Going on their third week, the Mott's strikers will set up new picket lines in front of the Dr. Pepper Snapple plant in Aspers, Pennsylvania, Tuesday, 12 Noon -5:00 p.m. and Wednesday from 9:00 a.m. -5:00 p.m. In St. Louis, leafleting will take place Tuesday, 9:00 a.m. – 5:00 p.m and Wednesday from 9:00 a.m. -5:00 p.m.
The Aspers, PA plant is a high volume manufacturing facility while the St. Louis plant is the sole maker of carbonated beverage concentrate for the entire Dr. Pepper Snapple Group System.
Over 300 full time manufacturing workers at the Mott's plant in Williamson, New York went out on strike on May 24th as a result of unfair labor practices committed by corporate executives in their efforts to impose drastic and unprecedented wage and benefit cuts on their workforce.
"The workers who have been on strike for the past 3 weeks are the same workers who helped make the Mott's brand successful and the Dr. Pepper Snapple Group the highly profitable company it is today," said Stuart Appelbaum, president of the Retail, Wholesale and Department Store Union, UFCW. "It is outrageous that such a profitable company would tell its own workforce that their wages should be slashed regardless how productive they are or how profitable their plant is. Taking advantage of dislocations in the American economy to pay workers what you think you can get away with rather than what they are worth is rotten business, and frankly unAmerican!""
Despite record profits, an increase in market share and a skyrocketing stock price Dr. Pepper Snapple Group has imposed a $1.50 per hour wage cut for all employees, a pension elimination for future employees and a pension freeze for current employees, a 20 percent decrease in employer contributions to the 401K and increased employee contributions toward health care premiums and co-pays.
By contrast, Dr. Pepper Snapple Group President & CEO Larry D. Young has enjoyed a 113% salary increase over the last 3 years (or 29 percent each year). Mr. Young's total compensation last year was $6.5 million.
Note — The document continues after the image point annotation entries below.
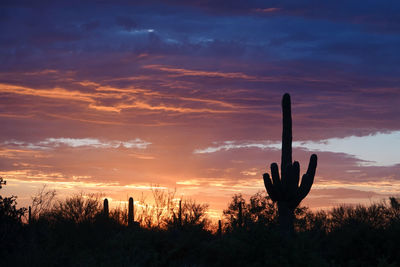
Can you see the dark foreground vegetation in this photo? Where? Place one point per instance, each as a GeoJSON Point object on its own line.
{"type": "Point", "coordinates": [75, 232]}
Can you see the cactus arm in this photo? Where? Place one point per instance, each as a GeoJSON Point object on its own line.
{"type": "Point", "coordinates": [270, 188]}
{"type": "Point", "coordinates": [293, 179]}
{"type": "Point", "coordinates": [276, 180]}
{"type": "Point", "coordinates": [308, 178]}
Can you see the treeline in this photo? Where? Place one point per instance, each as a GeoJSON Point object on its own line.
{"type": "Point", "coordinates": [76, 232]}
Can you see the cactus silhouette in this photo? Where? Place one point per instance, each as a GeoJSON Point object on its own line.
{"type": "Point", "coordinates": [219, 232]}
{"type": "Point", "coordinates": [29, 215]}
{"type": "Point", "coordinates": [240, 216]}
{"type": "Point", "coordinates": [105, 208]}
{"type": "Point", "coordinates": [285, 189]}
{"type": "Point", "coordinates": [180, 214]}
{"type": "Point", "coordinates": [131, 214]}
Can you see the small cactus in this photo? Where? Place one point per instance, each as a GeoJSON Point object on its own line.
{"type": "Point", "coordinates": [285, 189]}
{"type": "Point", "coordinates": [105, 208]}
{"type": "Point", "coordinates": [131, 214]}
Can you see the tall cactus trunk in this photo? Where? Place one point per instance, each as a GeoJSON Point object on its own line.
{"type": "Point", "coordinates": [105, 208]}
{"type": "Point", "coordinates": [29, 215]}
{"type": "Point", "coordinates": [219, 233]}
{"type": "Point", "coordinates": [240, 215]}
{"type": "Point", "coordinates": [131, 214]}
{"type": "Point", "coordinates": [180, 214]}
{"type": "Point", "coordinates": [284, 188]}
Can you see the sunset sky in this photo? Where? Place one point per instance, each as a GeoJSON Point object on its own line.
{"type": "Point", "coordinates": [114, 98]}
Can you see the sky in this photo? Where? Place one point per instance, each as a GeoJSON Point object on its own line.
{"type": "Point", "coordinates": [115, 97]}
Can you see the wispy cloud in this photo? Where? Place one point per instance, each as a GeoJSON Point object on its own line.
{"type": "Point", "coordinates": [80, 142]}
{"type": "Point", "coordinates": [380, 149]}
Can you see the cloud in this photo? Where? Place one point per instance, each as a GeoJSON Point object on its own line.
{"type": "Point", "coordinates": [380, 149]}
{"type": "Point", "coordinates": [51, 143]}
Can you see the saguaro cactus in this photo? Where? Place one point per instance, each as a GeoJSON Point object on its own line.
{"type": "Point", "coordinates": [29, 215]}
{"type": "Point", "coordinates": [105, 207]}
{"type": "Point", "coordinates": [285, 189]}
{"type": "Point", "coordinates": [180, 214]}
{"type": "Point", "coordinates": [219, 232]}
{"type": "Point", "coordinates": [240, 215]}
{"type": "Point", "coordinates": [131, 214]}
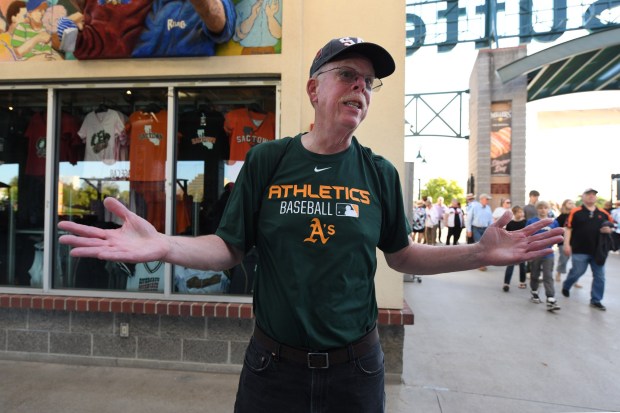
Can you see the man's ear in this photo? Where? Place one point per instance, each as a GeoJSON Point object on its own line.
{"type": "Point", "coordinates": [311, 89]}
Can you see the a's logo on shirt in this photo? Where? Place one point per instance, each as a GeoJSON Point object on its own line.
{"type": "Point", "coordinates": [171, 24]}
{"type": "Point", "coordinates": [99, 141]}
{"type": "Point", "coordinates": [154, 137]}
{"type": "Point", "coordinates": [40, 147]}
{"type": "Point", "coordinates": [318, 230]}
{"type": "Point", "coordinates": [202, 139]}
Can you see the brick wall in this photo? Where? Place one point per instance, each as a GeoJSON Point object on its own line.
{"type": "Point", "coordinates": [162, 334]}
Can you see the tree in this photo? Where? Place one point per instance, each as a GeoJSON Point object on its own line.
{"type": "Point", "coordinates": [437, 187]}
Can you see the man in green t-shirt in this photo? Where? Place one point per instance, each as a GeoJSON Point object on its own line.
{"type": "Point", "coordinates": [316, 206]}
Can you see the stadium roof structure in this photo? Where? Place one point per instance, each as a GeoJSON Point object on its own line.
{"type": "Point", "coordinates": [589, 63]}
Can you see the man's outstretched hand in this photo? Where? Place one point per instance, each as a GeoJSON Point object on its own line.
{"type": "Point", "coordinates": [136, 241]}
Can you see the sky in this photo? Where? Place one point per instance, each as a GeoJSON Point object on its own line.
{"type": "Point", "coordinates": [560, 162]}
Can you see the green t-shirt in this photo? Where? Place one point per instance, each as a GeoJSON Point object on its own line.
{"type": "Point", "coordinates": [316, 221]}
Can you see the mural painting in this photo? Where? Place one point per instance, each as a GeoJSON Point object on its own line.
{"type": "Point", "coordinates": [112, 29]}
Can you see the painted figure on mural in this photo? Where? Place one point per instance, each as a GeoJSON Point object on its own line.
{"type": "Point", "coordinates": [31, 38]}
{"type": "Point", "coordinates": [6, 51]}
{"type": "Point", "coordinates": [144, 28]}
{"type": "Point", "coordinates": [259, 25]}
{"type": "Point", "coordinates": [108, 29]}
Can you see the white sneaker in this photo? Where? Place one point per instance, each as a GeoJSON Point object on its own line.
{"type": "Point", "coordinates": [552, 304]}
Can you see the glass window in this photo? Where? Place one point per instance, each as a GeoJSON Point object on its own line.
{"type": "Point", "coordinates": [114, 143]}
{"type": "Point", "coordinates": [23, 140]}
{"type": "Point", "coordinates": [216, 128]}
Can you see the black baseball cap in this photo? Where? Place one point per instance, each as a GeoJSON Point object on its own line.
{"type": "Point", "coordinates": [381, 59]}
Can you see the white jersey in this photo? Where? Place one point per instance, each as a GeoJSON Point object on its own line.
{"type": "Point", "coordinates": [104, 134]}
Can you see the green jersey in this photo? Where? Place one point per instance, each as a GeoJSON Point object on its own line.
{"type": "Point", "coordinates": [316, 221]}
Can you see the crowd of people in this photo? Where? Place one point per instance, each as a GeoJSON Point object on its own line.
{"type": "Point", "coordinates": [591, 233]}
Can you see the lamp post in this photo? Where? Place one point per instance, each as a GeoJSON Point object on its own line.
{"type": "Point", "coordinates": [421, 159]}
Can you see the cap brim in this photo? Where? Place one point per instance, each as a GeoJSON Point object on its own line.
{"type": "Point", "coordinates": [381, 59]}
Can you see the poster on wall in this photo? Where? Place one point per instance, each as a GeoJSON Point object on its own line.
{"type": "Point", "coordinates": [501, 138]}
{"type": "Point", "coordinates": [47, 30]}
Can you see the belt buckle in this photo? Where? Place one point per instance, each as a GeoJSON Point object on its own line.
{"type": "Point", "coordinates": [318, 360]}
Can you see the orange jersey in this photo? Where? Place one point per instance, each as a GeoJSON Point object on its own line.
{"type": "Point", "coordinates": [247, 129]}
{"type": "Point", "coordinates": [147, 145]}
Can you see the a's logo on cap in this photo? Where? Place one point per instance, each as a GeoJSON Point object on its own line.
{"type": "Point", "coordinates": [350, 41]}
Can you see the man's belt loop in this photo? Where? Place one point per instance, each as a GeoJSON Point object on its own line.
{"type": "Point", "coordinates": [318, 358]}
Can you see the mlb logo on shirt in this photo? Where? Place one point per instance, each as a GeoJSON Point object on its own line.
{"type": "Point", "coordinates": [347, 210]}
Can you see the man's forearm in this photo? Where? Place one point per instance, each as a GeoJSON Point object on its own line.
{"type": "Point", "coordinates": [208, 252]}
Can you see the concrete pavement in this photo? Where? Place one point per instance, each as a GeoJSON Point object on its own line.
{"type": "Point", "coordinates": [474, 348]}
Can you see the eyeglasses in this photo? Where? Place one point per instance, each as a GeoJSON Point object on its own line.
{"type": "Point", "coordinates": [349, 76]}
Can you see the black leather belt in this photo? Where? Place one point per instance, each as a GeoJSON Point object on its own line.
{"type": "Point", "coordinates": [319, 359]}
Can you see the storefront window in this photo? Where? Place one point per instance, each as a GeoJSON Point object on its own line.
{"type": "Point", "coordinates": [22, 186]}
{"type": "Point", "coordinates": [216, 128]}
{"type": "Point", "coordinates": [112, 142]}
{"type": "Point", "coordinates": [115, 142]}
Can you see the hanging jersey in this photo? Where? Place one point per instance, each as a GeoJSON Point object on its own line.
{"type": "Point", "coordinates": [148, 277]}
{"type": "Point", "coordinates": [37, 142]}
{"type": "Point", "coordinates": [147, 145]}
{"type": "Point", "coordinates": [247, 129]}
{"type": "Point", "coordinates": [110, 30]}
{"type": "Point", "coordinates": [202, 136]}
{"type": "Point", "coordinates": [101, 132]}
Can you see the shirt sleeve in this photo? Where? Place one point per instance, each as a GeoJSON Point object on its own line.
{"type": "Point", "coordinates": [395, 229]}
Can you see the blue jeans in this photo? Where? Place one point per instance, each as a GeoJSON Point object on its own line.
{"type": "Point", "coordinates": [580, 265]}
{"type": "Point", "coordinates": [273, 385]}
{"type": "Point", "coordinates": [510, 270]}
{"type": "Point", "coordinates": [477, 232]}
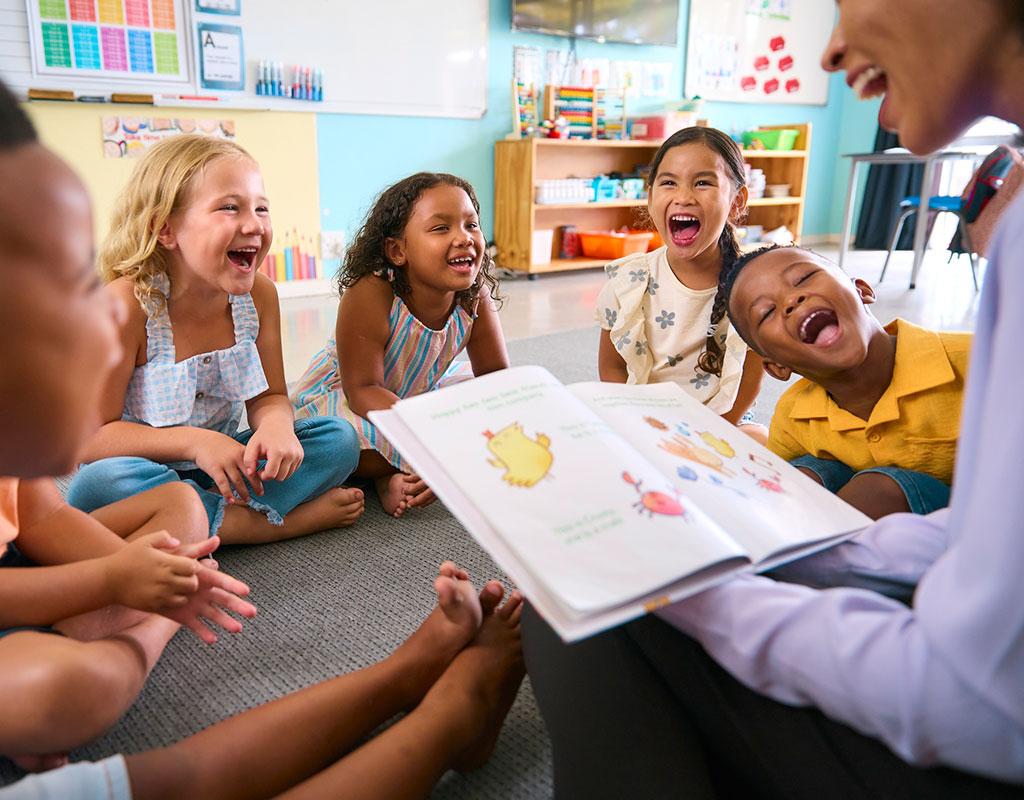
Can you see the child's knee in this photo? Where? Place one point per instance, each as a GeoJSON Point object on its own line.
{"type": "Point", "coordinates": [338, 446]}
{"type": "Point", "coordinates": [110, 479]}
{"type": "Point", "coordinates": [186, 516]}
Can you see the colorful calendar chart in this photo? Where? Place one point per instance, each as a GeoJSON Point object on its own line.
{"type": "Point", "coordinates": [124, 39]}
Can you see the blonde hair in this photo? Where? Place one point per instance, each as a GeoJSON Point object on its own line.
{"type": "Point", "coordinates": [159, 186]}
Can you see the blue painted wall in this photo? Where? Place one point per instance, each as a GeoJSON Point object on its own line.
{"type": "Point", "coordinates": [361, 155]}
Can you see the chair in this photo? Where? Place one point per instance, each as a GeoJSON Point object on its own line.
{"type": "Point", "coordinates": [989, 191]}
{"type": "Point", "coordinates": [938, 204]}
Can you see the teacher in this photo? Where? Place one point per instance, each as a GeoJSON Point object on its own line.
{"type": "Point", "coordinates": [766, 688]}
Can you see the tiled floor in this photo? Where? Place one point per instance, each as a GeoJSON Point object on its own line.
{"type": "Point", "coordinates": [944, 299]}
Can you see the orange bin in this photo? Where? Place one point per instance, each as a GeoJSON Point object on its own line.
{"type": "Point", "coordinates": [613, 244]}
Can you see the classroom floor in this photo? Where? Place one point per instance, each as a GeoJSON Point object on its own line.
{"type": "Point", "coordinates": [944, 299]}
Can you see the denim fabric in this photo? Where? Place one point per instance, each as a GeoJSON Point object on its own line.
{"type": "Point", "coordinates": [331, 452]}
{"type": "Point", "coordinates": [924, 493]}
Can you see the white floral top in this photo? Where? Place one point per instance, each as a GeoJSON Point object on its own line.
{"type": "Point", "coordinates": [659, 327]}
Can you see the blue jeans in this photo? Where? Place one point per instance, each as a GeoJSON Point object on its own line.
{"type": "Point", "coordinates": [331, 452]}
{"type": "Point", "coordinates": [924, 493]}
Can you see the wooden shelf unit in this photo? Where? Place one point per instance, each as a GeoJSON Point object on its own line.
{"type": "Point", "coordinates": [781, 166]}
{"type": "Point", "coordinates": [519, 164]}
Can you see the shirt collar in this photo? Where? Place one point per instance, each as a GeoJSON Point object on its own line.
{"type": "Point", "coordinates": [921, 364]}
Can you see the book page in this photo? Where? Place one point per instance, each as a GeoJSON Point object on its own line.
{"type": "Point", "coordinates": [768, 506]}
{"type": "Point", "coordinates": [590, 517]}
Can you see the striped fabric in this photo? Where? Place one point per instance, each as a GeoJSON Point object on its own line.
{"type": "Point", "coordinates": [207, 390]}
{"type": "Point", "coordinates": [417, 359]}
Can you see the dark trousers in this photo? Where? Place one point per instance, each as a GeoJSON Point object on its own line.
{"type": "Point", "coordinates": [643, 712]}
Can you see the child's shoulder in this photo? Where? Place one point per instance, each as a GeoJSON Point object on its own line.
{"type": "Point", "coordinates": [370, 289]}
{"type": "Point", "coordinates": [124, 290]}
{"type": "Point", "coordinates": [263, 293]}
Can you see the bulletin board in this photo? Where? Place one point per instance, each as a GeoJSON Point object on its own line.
{"type": "Point", "coordinates": [765, 51]}
{"type": "Point", "coordinates": [394, 56]}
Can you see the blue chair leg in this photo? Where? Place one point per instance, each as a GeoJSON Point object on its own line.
{"type": "Point", "coordinates": [895, 239]}
{"type": "Point", "coordinates": [966, 240]}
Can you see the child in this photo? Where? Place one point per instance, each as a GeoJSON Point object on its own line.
{"type": "Point", "coordinates": [417, 289]}
{"type": "Point", "coordinates": [456, 677]}
{"type": "Point", "coordinates": [877, 416]}
{"type": "Point", "coordinates": [203, 338]}
{"type": "Point", "coordinates": [662, 317]}
{"type": "Point", "coordinates": [80, 632]}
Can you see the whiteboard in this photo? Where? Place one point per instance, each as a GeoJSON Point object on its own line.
{"type": "Point", "coordinates": [758, 50]}
{"type": "Point", "coordinates": [386, 56]}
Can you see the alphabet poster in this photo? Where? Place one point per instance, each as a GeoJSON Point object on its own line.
{"type": "Point", "coordinates": [758, 50]}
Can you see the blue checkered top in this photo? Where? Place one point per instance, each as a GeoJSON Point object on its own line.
{"type": "Point", "coordinates": [207, 390]}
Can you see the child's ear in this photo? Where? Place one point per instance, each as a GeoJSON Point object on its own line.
{"type": "Point", "coordinates": [777, 371]}
{"type": "Point", "coordinates": [864, 290]}
{"type": "Point", "coordinates": [738, 204]}
{"type": "Point", "coordinates": [394, 252]}
{"type": "Point", "coordinates": [166, 237]}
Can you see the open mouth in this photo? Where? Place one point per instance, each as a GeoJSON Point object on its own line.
{"type": "Point", "coordinates": [869, 83]}
{"type": "Point", "coordinates": [244, 257]}
{"type": "Point", "coordinates": [683, 228]}
{"type": "Point", "coordinates": [463, 263]}
{"type": "Point", "coordinates": [820, 327]}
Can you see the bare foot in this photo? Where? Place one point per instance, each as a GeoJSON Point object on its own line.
{"type": "Point", "coordinates": [451, 626]}
{"type": "Point", "coordinates": [477, 689]}
{"type": "Point", "coordinates": [391, 490]}
{"type": "Point", "coordinates": [418, 494]}
{"type": "Point", "coordinates": [40, 763]}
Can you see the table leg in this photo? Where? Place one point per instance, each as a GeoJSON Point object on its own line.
{"type": "Point", "coordinates": [921, 225]}
{"type": "Point", "coordinates": [844, 242]}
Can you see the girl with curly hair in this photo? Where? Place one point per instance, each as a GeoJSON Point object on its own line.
{"type": "Point", "coordinates": [202, 339]}
{"type": "Point", "coordinates": [417, 289]}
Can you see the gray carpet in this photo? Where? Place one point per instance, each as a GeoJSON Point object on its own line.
{"type": "Point", "coordinates": [337, 601]}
Michael Leberth, president of RWDSU Local 220 said "the company has not budged from our reasonable and dignified offer. We deserve better and the company can afford to treat us fairly."
"Why would DPS, with millions in profit, risk interrupting production at a high volume plant?" asked Ira Bristol, who has worked at the plant for almost five years. "Destroying goodwill and creating this antagonistic atmosphere will badly hurt the production system and bottom line, not to mention negatively affecting employee morale and tarnishing the Mott's good brand around the country."
"I think it's really important that people understand what is going on with our jobs, and how this kind of corporate greed, if we don't stop it, will ruin the country," said Motts worker Ryan Bubacz. When we tell them about this, people realize that it could be their jobs that somebody comes after next, and that just because your employer is profitable doesn't mean they won't come after you to make more money for themselves," Bubacz added.
The Retail, Wholesale and Department Store Union represents 100,000 members in the U.S. and Canada. The RWDSU is affiliated with the United Food and Commercial Workers Union.